Я кончил Шопенгауера. Не знаю, какое впечатление произвела бы на меня эта философия, если б я познакомился с ней в другом месте и в других обстоятельствах. Здесь она показалась мне остроумным парадоксом. Мне кажется, что всего несостоятельнее Шопенгауер в своих окончательных выводах. Пока он доказывает, что лучше не жить, чем жить, все ждешь и спрашиваешь себя: положим, что он прав, но что же мне делать? Вот в ответе на этот вопрос он и оказался слаб. В сущности, его теория ведет весьма логически к самоубийству. Но, испугавшись такого опасного средства отделаться от тягости жизни и не посмев рекомендовать самоубийство как универсальное средство приложить его философию к практике, он пускается в очень курьезные софизмы, силясь доказать, что самоубийца, лишая себя жизни, не отрицает, а подтвержает любовь к жизни. Это и непоследовательно и неостроумно. Что касается Nirvana, то это такая бессмыслица, о которой и говорить не стоит.
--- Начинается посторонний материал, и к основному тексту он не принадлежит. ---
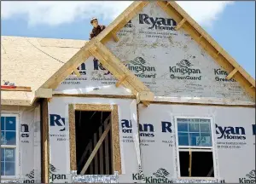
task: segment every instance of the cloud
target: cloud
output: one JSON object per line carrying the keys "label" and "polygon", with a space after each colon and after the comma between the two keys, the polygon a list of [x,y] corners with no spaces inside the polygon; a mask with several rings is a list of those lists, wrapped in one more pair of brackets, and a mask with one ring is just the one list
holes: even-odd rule
{"label": "cloud", "polygon": [[[1,19],[25,15],[30,26],[44,24],[58,26],[92,16],[113,20],[131,1],[81,1],[81,2],[2,2]],[[211,26],[231,2],[180,2],[177,3],[201,25]]]}

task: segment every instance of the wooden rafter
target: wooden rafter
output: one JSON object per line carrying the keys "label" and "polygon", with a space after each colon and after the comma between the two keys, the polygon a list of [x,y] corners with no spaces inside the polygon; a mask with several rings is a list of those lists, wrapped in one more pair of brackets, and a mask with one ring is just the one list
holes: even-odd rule
{"label": "wooden rafter", "polygon": [[175,30],[179,30],[182,26],[183,26],[183,25],[185,23],[185,21],[186,21],[186,19],[183,19],[177,25],[177,26],[175,27]]}
{"label": "wooden rafter", "polygon": [[119,85],[121,85],[121,83],[126,79],[126,78],[127,78],[126,75],[123,76],[123,77],[120,78],[120,80],[119,80],[119,81],[116,83],[115,86],[116,86],[116,87],[119,87]]}
{"label": "wooden rafter", "polygon": [[[119,15],[106,29],[102,32],[96,37],[85,43],[85,45],[72,57],[62,67],[55,72],[42,87],[55,89],[73,71],[73,66],[77,66],[84,62],[90,55],[92,45],[96,46],[94,55],[100,55],[100,62],[110,72],[116,72],[113,76],[120,80],[124,75],[127,75],[127,71],[124,71],[124,65],[118,60],[105,46],[110,39],[118,41],[117,32],[122,29],[131,19],[133,19],[149,1],[136,1],[131,3],[120,15]],[[179,22],[176,29],[183,27],[188,33],[228,73],[231,73],[234,68],[237,68],[236,75],[232,75],[233,78],[248,92],[248,94],[255,99],[255,80],[249,76],[248,73],[242,69],[236,60],[230,56],[188,14],[186,14],[173,1],[158,1],[158,5],[172,16],[177,22]],[[102,60],[104,59],[104,60]],[[104,66],[105,65],[105,66]],[[112,68],[112,72],[111,72]],[[126,68],[126,67],[125,67]],[[127,69],[127,68],[126,68]],[[117,71],[122,71],[118,72]],[[141,83],[137,77],[126,78],[122,83],[132,93],[142,91],[149,91],[149,89]],[[135,81],[135,83],[134,83]],[[143,84],[142,84],[143,83]]]}
{"label": "wooden rafter", "polygon": [[228,76],[227,76],[227,79],[230,79],[237,72],[238,70],[236,68],[235,68]]}

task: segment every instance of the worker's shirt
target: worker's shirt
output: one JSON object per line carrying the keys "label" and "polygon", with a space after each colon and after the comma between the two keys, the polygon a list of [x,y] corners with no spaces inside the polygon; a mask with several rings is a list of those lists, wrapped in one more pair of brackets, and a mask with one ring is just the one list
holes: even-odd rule
{"label": "worker's shirt", "polygon": [[98,34],[101,33],[104,29],[106,28],[105,26],[98,26],[97,27],[94,27],[90,33],[90,40],[92,39],[92,37],[96,37]]}

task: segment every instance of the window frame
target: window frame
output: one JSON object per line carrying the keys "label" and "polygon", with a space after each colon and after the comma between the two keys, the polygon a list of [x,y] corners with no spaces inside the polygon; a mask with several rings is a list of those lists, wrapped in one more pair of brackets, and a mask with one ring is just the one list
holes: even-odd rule
{"label": "window frame", "polygon": [[[20,160],[20,114],[15,113],[15,112],[3,112],[1,113],[1,117],[15,117],[16,118],[16,145],[12,146],[12,145],[2,145],[1,144],[1,148],[15,148],[15,175],[1,175],[1,179],[3,180],[15,180],[19,179],[20,175],[20,164],[19,164],[19,160]],[[2,131],[2,129],[1,129]],[[2,153],[1,153],[2,154]]]}
{"label": "window frame", "polygon": [[[215,139],[215,126],[214,118],[209,116],[174,116],[175,124],[175,138],[176,138],[176,154],[177,154],[177,178],[178,179],[199,179],[199,180],[212,180],[218,178],[218,170],[217,170],[217,157],[216,157],[216,139]],[[212,146],[211,147],[199,147],[199,146],[178,146],[178,131],[177,131],[177,118],[187,118],[187,119],[207,119],[210,120],[211,128],[211,138]],[[179,163],[179,152],[212,152],[212,161],[213,161],[213,171],[214,177],[189,177],[189,176],[181,176],[180,175],[180,163]]]}

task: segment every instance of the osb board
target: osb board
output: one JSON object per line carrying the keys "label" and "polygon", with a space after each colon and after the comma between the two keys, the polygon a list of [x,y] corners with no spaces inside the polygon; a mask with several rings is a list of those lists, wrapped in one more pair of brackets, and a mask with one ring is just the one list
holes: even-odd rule
{"label": "osb board", "polygon": [[69,104],[69,140],[70,140],[70,170],[77,170],[76,161],[76,135],[75,135],[75,111],[100,111],[111,112],[113,168],[119,174],[121,170],[121,156],[119,146],[119,115],[117,105],[108,104]]}
{"label": "osb board", "polygon": [[117,33],[119,42],[106,45],[155,96],[253,102],[241,83],[225,80],[228,72],[186,30],[174,29],[177,24],[151,2]]}
{"label": "osb board", "polygon": [[31,106],[32,92],[1,91],[1,105]]}
{"label": "osb board", "polygon": [[43,101],[42,112],[42,182],[49,183],[49,113],[48,102]]}
{"label": "osb board", "polygon": [[[8,36],[1,36],[1,41],[6,53],[1,55],[1,84],[5,80],[15,85],[31,87],[32,90],[40,87],[63,65],[62,62],[67,62],[79,50],[83,43],[82,40]],[[67,48],[69,43],[73,48]],[[12,95],[12,98],[15,96]]]}

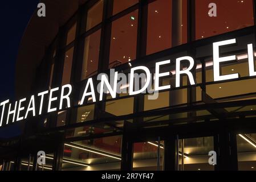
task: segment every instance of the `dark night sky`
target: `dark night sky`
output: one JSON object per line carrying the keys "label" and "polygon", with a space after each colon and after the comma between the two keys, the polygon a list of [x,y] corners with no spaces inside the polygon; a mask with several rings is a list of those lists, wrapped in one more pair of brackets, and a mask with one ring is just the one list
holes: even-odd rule
{"label": "dark night sky", "polygon": [[0,4],[0,101],[15,98],[19,45],[39,0],[2,1]]}
{"label": "dark night sky", "polygon": [[[15,99],[15,72],[19,45],[39,0],[1,1],[0,3],[0,101]],[[19,126],[0,130],[0,138],[19,135]]]}

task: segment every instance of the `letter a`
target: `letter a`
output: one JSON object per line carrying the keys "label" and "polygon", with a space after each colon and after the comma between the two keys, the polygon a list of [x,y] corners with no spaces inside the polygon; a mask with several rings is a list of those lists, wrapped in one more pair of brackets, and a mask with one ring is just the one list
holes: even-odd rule
{"label": "letter a", "polygon": [[39,3],[37,7],[39,9],[37,11],[37,15],[39,17],[46,16],[46,5],[43,3]]}

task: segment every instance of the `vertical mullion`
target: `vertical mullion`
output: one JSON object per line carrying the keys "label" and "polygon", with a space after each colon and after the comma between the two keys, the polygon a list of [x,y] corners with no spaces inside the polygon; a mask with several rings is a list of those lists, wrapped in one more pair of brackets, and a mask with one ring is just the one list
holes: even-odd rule
{"label": "vertical mullion", "polygon": [[[188,50],[188,55],[192,57],[195,57],[196,48],[193,45],[193,42],[196,40],[196,1],[188,0],[188,44],[189,45]],[[196,68],[196,66],[195,66]],[[196,78],[196,69],[193,72],[194,78]],[[188,77],[188,85],[189,84]],[[189,87],[187,89],[188,105],[191,106],[194,101],[196,101],[196,88]],[[193,117],[196,115],[196,112],[188,113],[188,117]]]}
{"label": "vertical mullion", "polygon": [[[139,5],[138,26],[137,35],[136,59],[146,55],[147,30],[148,20],[148,5],[145,1],[140,0]],[[141,82],[140,81],[140,85]],[[137,95],[134,97],[133,113],[143,111],[144,107],[144,96]],[[142,122],[142,118],[135,118],[134,122]]]}
{"label": "vertical mullion", "polygon": [[[99,56],[98,72],[103,72],[108,69],[108,62],[109,57],[109,51],[111,46],[111,22],[109,22],[108,18],[111,16],[113,10],[113,0],[104,1],[103,13],[103,20],[101,26],[101,32],[100,36],[100,53]],[[96,81],[96,85],[99,81]],[[99,98],[99,93],[96,93],[96,97]],[[106,94],[103,96],[104,100],[105,100]],[[105,102],[97,103],[95,104],[94,118],[99,118],[102,111],[105,111]]]}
Как бы то ни было, а книгу о Шопенгауере я прочел с величайшим интересом, и многое в ней показалось мне необычайно остроумным. Его теория любви необычайно оригинальна и нова, хотя некоторые подробности в фактических доказательствах извращены и натянуты. Вы совершенно правы, говоря, что нельзя доверять искренности философа, учащего нас не признавать никаких радостей жизни и умерщвлять плоть до последней крайности, который сам без всякого стеснения до последнего дня жизни пользовался всеми благами ее и очень хорошо устраивал свои делишки.